If you have inherited furniture for which you have no room, there are many imaginative ways to turn old pieces into new ones. The internet is full of tips and tricks for converting old furniture and cabinets into ladders and more. From a piece of furniture to a special tribute to your senior, you can use a technique called decoupage to decorate coffee tables, wall decor and other furniture that you like with memories. You can use any paper material for decoupage, including copies of old family photos, letters or sides of your seniors favorite books. Your not only beautiful but vibrant furniture can display your memories by housing old photos and letters which can also thin your collection of storage boxes. With this method you can preserve the memories and moment you’ve enjoyed for generations to come.
This trick is by no means a new innovation, but it is something that many people face after the death of a loved senior. It’s common to feel guilty if you donate things that belonged to a loved one or toss them, and it’s easy to keep more in the end than you really need or want. But most likely, your senior did not want you to feel overwhelmed by material things. Instead, they would probably want you to keep only things that give you real pleasure.
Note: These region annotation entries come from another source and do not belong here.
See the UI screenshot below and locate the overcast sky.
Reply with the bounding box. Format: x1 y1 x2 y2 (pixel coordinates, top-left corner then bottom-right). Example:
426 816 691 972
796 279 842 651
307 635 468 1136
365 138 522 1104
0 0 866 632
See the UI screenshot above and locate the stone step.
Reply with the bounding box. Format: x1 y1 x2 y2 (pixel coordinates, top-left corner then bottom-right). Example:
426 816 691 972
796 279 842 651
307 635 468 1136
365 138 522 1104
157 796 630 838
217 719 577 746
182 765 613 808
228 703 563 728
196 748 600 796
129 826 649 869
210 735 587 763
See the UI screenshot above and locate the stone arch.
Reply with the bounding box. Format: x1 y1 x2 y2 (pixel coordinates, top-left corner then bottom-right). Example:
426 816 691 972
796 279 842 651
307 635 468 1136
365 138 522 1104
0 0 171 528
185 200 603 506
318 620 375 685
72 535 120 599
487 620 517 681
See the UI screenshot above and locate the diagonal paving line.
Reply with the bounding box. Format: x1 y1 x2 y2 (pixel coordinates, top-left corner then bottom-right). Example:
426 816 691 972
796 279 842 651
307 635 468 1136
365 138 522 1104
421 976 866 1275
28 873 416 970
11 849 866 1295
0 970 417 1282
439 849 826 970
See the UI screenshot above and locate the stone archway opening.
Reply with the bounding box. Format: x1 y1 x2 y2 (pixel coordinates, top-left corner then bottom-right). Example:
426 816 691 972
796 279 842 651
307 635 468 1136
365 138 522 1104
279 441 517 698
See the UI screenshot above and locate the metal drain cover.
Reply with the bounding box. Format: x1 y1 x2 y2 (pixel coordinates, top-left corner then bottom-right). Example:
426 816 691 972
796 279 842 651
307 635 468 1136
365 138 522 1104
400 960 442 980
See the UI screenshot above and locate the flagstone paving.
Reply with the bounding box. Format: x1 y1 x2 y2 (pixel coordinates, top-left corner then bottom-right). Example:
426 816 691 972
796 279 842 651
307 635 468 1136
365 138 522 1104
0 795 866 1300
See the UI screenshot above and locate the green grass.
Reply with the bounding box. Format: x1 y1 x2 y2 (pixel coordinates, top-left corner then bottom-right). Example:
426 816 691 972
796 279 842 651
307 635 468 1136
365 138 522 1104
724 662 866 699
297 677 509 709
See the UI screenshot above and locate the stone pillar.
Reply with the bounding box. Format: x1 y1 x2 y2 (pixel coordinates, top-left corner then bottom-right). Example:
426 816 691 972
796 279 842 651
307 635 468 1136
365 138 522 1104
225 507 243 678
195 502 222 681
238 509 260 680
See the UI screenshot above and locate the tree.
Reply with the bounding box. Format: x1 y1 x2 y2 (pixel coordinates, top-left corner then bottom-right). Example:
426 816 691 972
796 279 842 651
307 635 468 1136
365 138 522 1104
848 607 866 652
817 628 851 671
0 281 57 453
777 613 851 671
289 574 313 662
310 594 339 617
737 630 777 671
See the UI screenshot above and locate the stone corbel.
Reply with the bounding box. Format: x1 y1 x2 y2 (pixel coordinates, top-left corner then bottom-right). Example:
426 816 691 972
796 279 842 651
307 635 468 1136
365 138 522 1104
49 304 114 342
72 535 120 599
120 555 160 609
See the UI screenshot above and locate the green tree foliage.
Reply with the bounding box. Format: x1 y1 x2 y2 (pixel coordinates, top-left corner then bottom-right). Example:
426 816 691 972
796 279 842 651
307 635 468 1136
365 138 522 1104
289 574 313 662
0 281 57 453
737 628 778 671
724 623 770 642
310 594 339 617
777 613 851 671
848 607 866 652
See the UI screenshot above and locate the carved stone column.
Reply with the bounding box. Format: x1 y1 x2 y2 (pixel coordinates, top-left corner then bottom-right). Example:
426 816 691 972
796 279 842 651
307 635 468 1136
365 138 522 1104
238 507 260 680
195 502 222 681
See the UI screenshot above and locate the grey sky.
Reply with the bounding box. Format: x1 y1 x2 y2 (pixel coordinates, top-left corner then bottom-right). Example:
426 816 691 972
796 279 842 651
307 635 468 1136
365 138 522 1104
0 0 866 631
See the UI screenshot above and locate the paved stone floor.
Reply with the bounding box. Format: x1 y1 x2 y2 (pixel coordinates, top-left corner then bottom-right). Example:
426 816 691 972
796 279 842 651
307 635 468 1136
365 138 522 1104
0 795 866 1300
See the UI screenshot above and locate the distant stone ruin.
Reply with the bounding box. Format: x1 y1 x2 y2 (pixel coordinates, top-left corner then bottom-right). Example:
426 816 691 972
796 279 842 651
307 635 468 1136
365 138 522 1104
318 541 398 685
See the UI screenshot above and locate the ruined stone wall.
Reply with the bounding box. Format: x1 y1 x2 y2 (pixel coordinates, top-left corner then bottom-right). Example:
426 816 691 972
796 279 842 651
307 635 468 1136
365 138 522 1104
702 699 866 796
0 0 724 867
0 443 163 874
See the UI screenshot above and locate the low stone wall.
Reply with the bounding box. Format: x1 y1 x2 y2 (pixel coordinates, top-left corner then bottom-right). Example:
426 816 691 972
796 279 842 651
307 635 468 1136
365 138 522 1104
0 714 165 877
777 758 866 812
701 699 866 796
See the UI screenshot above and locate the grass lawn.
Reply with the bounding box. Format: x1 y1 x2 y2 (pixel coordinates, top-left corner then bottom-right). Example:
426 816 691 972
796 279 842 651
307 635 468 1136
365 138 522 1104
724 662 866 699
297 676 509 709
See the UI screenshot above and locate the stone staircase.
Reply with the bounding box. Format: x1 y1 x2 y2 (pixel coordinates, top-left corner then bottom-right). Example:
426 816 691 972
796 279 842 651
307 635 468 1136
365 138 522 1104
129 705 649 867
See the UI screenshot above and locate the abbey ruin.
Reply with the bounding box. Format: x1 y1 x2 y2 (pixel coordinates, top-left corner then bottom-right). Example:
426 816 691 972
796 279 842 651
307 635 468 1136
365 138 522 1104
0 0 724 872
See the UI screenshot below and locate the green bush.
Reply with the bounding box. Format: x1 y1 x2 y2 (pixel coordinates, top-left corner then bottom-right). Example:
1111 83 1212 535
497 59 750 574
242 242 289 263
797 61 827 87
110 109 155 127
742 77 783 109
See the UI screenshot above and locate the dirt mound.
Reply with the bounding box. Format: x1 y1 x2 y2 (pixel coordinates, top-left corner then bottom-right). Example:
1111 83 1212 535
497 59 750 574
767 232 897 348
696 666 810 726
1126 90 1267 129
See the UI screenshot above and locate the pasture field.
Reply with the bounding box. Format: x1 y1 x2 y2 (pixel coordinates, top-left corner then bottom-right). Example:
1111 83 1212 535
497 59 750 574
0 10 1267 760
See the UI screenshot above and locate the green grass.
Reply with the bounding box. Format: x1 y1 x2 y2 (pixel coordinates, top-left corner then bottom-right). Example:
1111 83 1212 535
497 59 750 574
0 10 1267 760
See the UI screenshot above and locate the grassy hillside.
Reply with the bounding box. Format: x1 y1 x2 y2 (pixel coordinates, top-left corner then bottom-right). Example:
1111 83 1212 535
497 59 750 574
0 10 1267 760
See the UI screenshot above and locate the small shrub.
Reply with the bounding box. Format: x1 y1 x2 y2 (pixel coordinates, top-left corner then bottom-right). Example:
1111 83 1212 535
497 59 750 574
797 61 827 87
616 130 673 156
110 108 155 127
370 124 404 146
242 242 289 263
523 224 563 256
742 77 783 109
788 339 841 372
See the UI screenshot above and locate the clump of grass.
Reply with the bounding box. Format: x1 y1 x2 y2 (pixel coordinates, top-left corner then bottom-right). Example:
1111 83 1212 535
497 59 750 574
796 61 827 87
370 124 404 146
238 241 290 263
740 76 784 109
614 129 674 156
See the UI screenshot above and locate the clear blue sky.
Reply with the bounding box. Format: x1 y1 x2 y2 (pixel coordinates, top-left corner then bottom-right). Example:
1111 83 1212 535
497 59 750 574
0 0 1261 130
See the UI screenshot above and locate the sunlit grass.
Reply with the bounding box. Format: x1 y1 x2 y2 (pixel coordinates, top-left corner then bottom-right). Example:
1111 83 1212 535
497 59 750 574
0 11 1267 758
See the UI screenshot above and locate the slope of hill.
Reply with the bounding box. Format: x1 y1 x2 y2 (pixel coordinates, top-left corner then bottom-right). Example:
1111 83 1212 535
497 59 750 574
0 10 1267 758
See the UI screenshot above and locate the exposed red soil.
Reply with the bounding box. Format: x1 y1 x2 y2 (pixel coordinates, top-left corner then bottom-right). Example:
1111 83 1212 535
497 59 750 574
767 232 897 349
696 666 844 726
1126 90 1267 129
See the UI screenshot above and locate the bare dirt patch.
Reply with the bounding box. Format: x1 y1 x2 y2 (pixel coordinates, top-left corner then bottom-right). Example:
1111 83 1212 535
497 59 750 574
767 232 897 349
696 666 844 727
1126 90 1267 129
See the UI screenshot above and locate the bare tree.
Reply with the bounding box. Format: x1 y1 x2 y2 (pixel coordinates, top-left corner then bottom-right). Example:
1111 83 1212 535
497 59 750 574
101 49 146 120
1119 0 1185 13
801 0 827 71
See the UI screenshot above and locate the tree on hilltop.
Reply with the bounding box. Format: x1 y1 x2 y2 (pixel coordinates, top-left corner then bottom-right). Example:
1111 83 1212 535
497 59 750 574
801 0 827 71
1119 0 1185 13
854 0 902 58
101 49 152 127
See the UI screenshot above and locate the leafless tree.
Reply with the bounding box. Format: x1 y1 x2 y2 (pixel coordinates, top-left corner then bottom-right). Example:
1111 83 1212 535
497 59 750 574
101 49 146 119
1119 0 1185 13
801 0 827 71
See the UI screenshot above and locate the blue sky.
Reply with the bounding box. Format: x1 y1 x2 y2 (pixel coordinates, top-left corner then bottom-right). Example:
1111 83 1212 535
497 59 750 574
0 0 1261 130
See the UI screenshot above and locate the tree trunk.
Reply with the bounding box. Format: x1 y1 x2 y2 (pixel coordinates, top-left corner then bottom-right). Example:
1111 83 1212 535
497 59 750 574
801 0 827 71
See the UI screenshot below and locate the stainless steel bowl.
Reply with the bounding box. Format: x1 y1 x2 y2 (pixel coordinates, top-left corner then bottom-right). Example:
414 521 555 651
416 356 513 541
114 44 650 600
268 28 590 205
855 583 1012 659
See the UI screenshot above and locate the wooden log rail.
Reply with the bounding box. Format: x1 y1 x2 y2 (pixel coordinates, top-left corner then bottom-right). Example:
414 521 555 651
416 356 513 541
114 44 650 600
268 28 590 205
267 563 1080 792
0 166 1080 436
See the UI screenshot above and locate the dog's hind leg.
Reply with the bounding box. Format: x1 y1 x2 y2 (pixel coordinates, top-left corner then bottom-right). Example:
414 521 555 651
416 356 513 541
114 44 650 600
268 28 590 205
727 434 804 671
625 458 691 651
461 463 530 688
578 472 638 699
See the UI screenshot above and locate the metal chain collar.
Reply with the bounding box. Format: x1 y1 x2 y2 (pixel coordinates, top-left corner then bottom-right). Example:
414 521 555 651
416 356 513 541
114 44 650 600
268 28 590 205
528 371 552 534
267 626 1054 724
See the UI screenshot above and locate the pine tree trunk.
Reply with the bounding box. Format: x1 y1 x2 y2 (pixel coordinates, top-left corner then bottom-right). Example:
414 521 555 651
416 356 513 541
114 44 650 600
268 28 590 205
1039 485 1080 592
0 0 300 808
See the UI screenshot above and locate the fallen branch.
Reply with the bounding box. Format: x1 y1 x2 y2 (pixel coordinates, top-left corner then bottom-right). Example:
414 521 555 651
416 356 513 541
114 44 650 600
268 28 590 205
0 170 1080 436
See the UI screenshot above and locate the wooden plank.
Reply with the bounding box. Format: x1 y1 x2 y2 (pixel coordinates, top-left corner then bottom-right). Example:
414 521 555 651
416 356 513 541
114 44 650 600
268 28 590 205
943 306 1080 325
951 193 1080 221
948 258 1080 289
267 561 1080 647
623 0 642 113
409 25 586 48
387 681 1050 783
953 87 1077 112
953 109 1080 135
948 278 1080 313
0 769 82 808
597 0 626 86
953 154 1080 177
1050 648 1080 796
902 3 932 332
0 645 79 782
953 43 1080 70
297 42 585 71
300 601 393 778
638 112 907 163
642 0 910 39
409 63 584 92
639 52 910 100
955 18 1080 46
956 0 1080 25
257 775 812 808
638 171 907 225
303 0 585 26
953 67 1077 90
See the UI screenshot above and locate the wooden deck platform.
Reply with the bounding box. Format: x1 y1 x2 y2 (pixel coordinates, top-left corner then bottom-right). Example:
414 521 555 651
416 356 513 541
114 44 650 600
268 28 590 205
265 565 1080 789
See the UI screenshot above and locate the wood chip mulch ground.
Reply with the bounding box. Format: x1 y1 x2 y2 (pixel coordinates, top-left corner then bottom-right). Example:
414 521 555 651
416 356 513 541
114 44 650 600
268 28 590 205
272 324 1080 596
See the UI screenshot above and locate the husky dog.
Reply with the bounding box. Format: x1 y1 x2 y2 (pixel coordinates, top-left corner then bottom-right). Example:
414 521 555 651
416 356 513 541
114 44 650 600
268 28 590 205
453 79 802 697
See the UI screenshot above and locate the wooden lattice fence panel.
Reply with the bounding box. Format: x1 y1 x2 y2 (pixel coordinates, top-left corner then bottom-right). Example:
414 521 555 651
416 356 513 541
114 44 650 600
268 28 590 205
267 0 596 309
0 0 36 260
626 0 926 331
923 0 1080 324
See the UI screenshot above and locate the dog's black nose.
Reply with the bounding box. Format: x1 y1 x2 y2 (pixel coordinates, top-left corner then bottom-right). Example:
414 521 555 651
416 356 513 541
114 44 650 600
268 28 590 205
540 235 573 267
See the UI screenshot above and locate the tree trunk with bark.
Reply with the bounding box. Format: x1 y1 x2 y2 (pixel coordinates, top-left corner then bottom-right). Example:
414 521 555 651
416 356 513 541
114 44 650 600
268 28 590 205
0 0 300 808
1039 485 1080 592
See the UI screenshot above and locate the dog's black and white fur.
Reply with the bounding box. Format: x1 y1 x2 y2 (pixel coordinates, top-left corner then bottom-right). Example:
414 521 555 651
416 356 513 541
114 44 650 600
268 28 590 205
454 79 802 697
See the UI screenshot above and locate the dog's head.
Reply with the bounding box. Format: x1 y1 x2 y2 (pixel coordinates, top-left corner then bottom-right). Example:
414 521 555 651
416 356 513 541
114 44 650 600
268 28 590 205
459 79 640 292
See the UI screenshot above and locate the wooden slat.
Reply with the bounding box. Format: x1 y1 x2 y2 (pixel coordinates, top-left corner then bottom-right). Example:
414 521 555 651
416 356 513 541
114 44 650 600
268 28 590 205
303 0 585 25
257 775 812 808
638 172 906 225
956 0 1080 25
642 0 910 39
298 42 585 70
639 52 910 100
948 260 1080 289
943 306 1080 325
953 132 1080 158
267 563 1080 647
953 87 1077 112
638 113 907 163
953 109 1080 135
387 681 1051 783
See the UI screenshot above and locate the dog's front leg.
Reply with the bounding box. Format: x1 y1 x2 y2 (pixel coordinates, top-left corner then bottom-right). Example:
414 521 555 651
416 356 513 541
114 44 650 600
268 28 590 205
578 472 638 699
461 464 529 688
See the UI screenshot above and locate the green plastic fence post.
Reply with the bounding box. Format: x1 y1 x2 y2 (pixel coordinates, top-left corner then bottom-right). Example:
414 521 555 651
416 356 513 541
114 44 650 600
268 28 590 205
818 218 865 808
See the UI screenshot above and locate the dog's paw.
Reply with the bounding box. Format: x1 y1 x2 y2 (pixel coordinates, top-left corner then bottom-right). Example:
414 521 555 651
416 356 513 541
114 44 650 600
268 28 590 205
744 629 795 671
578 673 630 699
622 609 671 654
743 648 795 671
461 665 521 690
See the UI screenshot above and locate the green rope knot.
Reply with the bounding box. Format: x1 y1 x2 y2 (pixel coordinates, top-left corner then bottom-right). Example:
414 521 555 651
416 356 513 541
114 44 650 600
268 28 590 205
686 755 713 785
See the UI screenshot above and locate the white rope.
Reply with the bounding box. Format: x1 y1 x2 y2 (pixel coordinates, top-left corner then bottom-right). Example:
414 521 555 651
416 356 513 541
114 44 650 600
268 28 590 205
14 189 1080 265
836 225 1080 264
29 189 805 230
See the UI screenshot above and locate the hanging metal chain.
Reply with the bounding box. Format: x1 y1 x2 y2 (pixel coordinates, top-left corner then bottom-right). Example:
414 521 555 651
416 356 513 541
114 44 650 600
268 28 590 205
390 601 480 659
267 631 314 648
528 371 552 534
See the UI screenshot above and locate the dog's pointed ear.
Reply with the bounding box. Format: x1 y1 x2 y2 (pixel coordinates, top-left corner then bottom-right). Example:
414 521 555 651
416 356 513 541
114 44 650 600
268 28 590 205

Having some special objects on the screen is much more important than storing many objects in memory. Take Marie Kondo’s advice: touch each object, thank you for giving your senior a fulfilling life, then decide if it will make you happy. If so, keep it. If not, it is good to donate so that your loved one’s objects can make the person’s life a little easier.
When a close relative dies, you may be faced with the heavy responsibility of closing the person’s life. There are a lot of things to consider, paying tribute to closing bank accounts and stopping a gym membership. And many tasks require attention to detail, which adds to an emotional moment. To deal with it, cut yourself a bit of slack: do not try to manage everything yourself if it’s not necessary. “This burden should not be transferred to one person,” says Sally Hurme, senior AARP lawyer and author of the ABA family wealth checklist. “If people ask what they can do to help, take advantage of the offer, delegate.” To do this, you must have a complete picture of what to do. Here is a checklist to make your job easier. When reviewing, consider what’s in stock, which companies you can share, and who can best manage them.
Documents needed to complete the checklist:
If you are worried about the financial and emotional uncertainties of your senior’s retirement, then consider visiting a senior living community at one of our numerous Landmark Senior Living locations! At our senior living communities, we offer programs and services designed to enlighten and engage all residents. If you or someone you love is considering a senior living facility, take the first step today and reach out to our passionate staff at Landmark Senior Living.